The revised Data Protection Bill foresees imposition of strict financial penalties if organizations fail to contain data breaches or intimate users and the government about such incidents, a draft version revealed.
The media source “Economic Times” reviewed some portions of the Bill that has been renamed as the Digital Data Protection Bill. It is expected to be released for public consultation in the next few days of this month.
The Data Protection Board of India, slated to operate as an independent body and function as a “digital office,” will be empowered to adjudicate on deciding the quantum of any such penalties.
According to the draft Bill, “If any organization, data fiduciary or processor, handling personal data of users fails to “take reasonable and necessary security safeguards to prevent personal data breach”, a penalty of up to Rs200 crore may be levied to that organization.
In addition to this, if an organization fails to “notify the Board and affected Data Principals or users in the event of a personal data breach that is likely to affect the data principals, a penalty of up to Rs150 crore shall be applicable,” it further stated.
A similar penalty may be imposed in case of non-fulfilment of some additional obligations and duties in relation to children where a child has been defined as a person who has not completed 18 years of age.
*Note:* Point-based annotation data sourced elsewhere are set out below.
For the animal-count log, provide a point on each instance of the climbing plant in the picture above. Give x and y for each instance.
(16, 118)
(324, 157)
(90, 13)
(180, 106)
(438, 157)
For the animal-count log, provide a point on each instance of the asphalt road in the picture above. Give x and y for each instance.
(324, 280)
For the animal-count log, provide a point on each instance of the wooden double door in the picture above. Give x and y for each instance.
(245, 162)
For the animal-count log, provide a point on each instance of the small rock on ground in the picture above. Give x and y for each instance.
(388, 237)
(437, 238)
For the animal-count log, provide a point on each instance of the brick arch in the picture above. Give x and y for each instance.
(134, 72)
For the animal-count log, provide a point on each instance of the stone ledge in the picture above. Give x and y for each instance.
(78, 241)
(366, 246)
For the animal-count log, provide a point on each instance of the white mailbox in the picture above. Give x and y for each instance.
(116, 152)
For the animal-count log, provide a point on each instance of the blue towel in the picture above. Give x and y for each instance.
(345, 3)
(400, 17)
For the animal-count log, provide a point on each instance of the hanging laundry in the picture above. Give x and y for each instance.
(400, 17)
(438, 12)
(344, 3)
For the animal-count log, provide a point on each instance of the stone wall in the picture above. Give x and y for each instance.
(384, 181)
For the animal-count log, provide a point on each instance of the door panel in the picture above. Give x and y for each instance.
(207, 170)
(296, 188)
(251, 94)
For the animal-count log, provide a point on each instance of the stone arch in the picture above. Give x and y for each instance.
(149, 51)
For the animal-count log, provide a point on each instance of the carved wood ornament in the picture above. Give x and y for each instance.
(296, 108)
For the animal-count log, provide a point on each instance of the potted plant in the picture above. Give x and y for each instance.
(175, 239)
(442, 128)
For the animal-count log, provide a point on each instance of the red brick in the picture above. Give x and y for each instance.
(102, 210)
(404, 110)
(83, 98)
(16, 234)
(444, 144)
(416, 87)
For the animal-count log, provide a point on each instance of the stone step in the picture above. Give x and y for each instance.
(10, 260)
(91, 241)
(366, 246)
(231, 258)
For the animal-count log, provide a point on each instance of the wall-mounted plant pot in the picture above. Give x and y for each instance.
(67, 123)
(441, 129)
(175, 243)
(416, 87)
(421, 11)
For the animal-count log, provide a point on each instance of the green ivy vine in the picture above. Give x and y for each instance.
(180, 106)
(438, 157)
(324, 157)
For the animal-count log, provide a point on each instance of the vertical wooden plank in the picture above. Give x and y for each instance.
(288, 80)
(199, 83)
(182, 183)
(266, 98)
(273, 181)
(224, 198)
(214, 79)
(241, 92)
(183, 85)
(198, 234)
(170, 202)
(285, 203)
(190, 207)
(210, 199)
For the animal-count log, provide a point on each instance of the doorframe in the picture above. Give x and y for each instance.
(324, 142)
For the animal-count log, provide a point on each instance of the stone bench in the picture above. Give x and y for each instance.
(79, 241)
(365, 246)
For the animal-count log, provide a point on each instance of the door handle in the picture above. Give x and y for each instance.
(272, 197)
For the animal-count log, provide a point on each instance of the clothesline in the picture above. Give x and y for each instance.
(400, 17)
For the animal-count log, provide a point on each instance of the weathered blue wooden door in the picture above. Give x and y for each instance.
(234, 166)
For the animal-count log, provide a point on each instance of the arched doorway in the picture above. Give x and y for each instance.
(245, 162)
The proposed Board will be led by a chairperson as well as full and part-time members with major experience and qualifications. They will be considered civil servants during their tenure with the Board.
The Government will define which geographies are “trusted” from time to time.
Criminal penalties proposed on staff of companies involved in data breach may also be scrapped in the new draft, which is likely to be released for public consultation in the next few days.